Le propriétaire du bien n'est pas la seule personne habilitée à effectuer cette demande. Il peut aussi s'agir d'un de ses préposés (sans qu'il soit nécessaire de fournir une délégation de pouvoirs), d'un tiers (sans qu'il soit nécessaire de joindre un mandat) ou d'un avocat.

Destinataire de la demande

La demande doit être adressée auprès de l'organe compétent : l'administrateur en cas de procédure générale, le mandataire judiciaire en cas de procédure simplifiée ou le liquidateur en cas de liquidation immédiate.

Dès réception de la demande, le mandataire de justice dispose d'un délai d'un mois pour répondre. S'il refuse la restitution du bien ou qu'il ne répond pas, le créancier peut alors présenter un recours par voie de requête au juge-commissaire. Il dispose d'un mois à compter de l'expiration du délai de réponse du mandataire pour saisir le juge. Si le mandataire de justice accepte, il va se rapprocher du propriétaire pour déterminer avec lui les modalités de la restitution.

Comment déposer une requête devant le juge-commissaire ?

Le débiteur dispose d'un mois pour saisir le juge-commissaire (dont le nom figure sur l'extrait K ou K-bis du débiteur).
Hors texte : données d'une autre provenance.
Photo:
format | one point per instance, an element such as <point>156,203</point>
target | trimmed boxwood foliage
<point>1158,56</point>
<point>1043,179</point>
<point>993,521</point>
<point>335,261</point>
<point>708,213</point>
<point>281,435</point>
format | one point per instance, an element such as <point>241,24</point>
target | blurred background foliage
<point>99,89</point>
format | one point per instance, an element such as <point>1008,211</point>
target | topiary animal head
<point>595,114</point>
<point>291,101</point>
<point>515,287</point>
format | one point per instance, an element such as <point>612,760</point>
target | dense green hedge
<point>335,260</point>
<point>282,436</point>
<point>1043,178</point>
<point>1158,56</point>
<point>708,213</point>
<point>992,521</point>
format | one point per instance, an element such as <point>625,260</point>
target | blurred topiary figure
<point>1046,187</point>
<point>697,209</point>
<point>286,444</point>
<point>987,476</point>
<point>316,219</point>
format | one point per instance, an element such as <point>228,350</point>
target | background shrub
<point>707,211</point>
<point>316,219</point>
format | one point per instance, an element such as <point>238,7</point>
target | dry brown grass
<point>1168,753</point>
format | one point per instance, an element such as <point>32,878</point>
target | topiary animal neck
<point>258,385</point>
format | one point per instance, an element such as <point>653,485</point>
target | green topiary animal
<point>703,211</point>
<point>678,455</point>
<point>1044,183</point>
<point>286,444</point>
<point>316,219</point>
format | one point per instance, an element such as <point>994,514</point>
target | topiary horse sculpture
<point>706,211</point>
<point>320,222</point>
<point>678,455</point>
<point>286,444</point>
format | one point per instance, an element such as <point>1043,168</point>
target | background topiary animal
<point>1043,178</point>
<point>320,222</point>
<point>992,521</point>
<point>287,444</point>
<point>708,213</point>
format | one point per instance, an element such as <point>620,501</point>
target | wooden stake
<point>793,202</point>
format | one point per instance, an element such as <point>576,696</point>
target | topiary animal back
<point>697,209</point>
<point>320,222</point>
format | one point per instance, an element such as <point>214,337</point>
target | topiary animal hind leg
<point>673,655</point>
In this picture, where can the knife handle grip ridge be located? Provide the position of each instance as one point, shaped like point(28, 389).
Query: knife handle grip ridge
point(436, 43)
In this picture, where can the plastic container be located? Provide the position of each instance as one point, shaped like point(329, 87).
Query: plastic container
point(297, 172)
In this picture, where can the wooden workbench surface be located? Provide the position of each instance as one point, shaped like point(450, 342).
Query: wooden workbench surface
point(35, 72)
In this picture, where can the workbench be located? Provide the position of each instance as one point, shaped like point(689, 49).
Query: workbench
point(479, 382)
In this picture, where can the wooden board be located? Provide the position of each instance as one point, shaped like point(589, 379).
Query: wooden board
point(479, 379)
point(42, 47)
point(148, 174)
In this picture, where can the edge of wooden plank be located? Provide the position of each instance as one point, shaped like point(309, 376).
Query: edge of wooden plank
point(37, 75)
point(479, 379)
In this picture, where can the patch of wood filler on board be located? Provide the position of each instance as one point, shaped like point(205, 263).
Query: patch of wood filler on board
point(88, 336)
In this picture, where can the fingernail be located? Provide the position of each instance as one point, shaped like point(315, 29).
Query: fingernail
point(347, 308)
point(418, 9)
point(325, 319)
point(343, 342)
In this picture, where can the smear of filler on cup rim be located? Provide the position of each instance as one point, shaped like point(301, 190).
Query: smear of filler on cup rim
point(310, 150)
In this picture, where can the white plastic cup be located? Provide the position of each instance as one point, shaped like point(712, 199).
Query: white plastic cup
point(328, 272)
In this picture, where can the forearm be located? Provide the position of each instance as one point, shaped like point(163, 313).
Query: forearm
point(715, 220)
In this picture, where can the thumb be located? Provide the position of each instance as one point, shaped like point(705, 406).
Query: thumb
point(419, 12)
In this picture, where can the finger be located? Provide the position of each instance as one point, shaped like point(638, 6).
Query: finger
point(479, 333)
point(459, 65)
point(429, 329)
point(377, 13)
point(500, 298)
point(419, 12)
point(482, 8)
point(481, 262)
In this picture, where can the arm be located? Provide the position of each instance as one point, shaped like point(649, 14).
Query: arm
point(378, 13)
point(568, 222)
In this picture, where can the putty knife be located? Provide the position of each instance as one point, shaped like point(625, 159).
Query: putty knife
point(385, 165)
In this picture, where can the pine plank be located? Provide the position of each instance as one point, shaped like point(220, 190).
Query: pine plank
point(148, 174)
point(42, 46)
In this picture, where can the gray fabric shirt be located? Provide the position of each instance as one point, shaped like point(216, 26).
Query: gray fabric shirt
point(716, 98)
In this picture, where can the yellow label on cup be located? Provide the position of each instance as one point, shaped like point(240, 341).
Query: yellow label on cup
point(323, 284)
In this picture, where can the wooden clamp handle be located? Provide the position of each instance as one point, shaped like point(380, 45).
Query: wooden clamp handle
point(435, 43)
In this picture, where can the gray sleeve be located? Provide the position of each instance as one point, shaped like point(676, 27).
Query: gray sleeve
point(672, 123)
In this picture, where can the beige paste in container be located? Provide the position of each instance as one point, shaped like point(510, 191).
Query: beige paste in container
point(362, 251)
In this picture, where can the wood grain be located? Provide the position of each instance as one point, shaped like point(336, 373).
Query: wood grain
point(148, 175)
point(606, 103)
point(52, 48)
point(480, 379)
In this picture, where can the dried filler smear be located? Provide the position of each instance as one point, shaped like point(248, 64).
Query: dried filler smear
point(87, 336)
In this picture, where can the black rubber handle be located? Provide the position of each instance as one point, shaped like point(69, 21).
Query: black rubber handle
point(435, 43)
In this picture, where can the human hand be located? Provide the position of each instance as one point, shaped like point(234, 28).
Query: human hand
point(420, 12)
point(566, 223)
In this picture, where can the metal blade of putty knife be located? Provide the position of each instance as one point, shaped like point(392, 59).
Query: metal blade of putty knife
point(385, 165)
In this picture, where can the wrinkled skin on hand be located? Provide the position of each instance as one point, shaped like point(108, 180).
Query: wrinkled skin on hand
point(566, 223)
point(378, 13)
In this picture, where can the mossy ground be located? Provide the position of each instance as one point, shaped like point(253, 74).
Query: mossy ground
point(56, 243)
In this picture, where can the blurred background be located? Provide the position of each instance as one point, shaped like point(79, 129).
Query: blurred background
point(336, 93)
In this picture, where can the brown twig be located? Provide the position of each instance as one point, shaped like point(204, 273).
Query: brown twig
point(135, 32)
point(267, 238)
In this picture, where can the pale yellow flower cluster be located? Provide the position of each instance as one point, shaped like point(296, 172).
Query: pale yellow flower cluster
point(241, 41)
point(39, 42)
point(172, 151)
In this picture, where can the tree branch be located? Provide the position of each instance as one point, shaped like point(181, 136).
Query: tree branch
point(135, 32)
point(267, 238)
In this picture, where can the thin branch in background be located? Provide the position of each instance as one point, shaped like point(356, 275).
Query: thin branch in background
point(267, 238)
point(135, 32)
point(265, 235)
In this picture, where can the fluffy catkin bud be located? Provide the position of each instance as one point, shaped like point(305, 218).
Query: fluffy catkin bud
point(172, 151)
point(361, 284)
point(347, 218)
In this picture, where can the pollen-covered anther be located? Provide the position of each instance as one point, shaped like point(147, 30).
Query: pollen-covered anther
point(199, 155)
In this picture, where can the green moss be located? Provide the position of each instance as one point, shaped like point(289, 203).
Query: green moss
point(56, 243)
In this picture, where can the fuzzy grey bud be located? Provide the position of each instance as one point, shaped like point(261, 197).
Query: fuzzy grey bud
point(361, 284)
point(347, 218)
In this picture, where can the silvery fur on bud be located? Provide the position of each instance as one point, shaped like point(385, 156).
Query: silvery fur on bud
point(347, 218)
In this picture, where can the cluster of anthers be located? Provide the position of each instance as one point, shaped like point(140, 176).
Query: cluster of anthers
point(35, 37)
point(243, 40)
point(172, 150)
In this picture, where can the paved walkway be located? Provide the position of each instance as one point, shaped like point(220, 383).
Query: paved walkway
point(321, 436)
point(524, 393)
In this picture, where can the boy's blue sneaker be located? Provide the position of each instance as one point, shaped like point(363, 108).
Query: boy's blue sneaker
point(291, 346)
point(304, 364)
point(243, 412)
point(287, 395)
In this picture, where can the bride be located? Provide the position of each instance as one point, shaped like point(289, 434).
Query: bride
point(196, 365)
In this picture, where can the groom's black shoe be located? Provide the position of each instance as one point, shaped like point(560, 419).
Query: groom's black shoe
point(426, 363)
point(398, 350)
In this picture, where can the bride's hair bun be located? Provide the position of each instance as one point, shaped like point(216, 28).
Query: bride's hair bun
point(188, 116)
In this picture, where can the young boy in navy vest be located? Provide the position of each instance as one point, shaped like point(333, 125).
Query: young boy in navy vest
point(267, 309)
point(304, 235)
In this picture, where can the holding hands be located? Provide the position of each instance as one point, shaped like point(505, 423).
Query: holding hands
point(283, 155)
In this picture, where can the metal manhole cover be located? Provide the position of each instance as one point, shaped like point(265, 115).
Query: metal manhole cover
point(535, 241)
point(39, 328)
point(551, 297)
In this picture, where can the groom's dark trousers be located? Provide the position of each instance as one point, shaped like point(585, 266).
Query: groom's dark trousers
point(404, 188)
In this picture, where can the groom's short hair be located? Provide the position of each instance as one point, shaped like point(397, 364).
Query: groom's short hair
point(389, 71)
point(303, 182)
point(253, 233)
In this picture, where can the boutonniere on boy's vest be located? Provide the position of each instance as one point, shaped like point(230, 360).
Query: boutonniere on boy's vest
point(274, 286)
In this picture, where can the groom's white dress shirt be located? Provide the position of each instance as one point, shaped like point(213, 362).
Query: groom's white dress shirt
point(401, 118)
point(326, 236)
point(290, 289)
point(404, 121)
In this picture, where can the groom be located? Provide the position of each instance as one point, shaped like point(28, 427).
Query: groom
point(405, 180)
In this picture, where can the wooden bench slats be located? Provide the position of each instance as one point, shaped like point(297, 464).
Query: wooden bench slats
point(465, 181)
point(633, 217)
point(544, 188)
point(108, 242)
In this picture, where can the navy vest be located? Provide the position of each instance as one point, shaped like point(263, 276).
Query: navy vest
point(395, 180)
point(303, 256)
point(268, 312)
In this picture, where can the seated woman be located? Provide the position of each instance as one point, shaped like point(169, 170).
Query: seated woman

Passé ce mois, le bien ne pourra plus être récupéré par son propriétaire et sera, le cas échéant, revendu par le mandataire au profit de l'ensemble des créanciers.

Là aussi, la demande peut être présentée par une autre personne que le propriétaire : un préposé ou un tiers (justifiant d'un pouvoir ou d'une délégation de pouvoirs) ou un avocat.

Le contenu de la demande est similaire à la précédente. Elle doit être accompagnée des pièces justifiant le refus ou le défaut de réponse du mandataire, c'est-à-dire dans ce second cas, la photocopie de l'envoi en recommandé avec accusé de réception de la requête au mandataire et des pièces justifiant du droit de propriété sur un bien ou marchandise.

Le juge-commissaire va rendre une ordonnance qui elle aussi pourra faire l'objet d'un recours devant le tribunal dans les dix jours de la notification, par déclaration faite au greffe ou adressée par LRAR.

L'action en restitution en cas de procédure collective du débiteur

La demande doit être faite par lettre recommandée avec accusé de réception, uniquement par le propriétaire du bien. Le contenu de la demande n'est pas réglementé mais, dans tous les cas, elle doit s'appuyer sur la clause de réserve de propriété et indiquer clairement le bien visé, le titre invoqué et faire référence à l'inventaire obligatoire réalisé à l'ouverture de la procédure.

Elle doit être accompagnée de tous les documents permettant au créancier de faire reconnaître son droit : copie du contrat de vente, du titre de propriété... et des éléments montrant que les marchandises se trouvaient encore en stock lors de l'ouverture de la procédure.

La demande doit être adressée auprès de l'organe compétent : l'administrateur en cas de procédure générale, le mandataire judiciaire en cas de procédure simplifiée ou le liquidateur en cas de liquidation immédiate. Contrairement à l'action en revendication, le créancier peut agir à tout moment pour récupérer son bien.

Dès réception de la demande, le mandataire de justice dispose d'un délai d'un mois pour répondre. S'il refuse la restitution du bien ou qu'il ne répond pas, une requête au juge-commissaire peut être présentée à tout moment par le propriétaire ou par le mandataire de justice. Si le mandataire de justice accepte, il va se rapprocher du propriétaire pour déterminer avec lui les modalités de la restitution.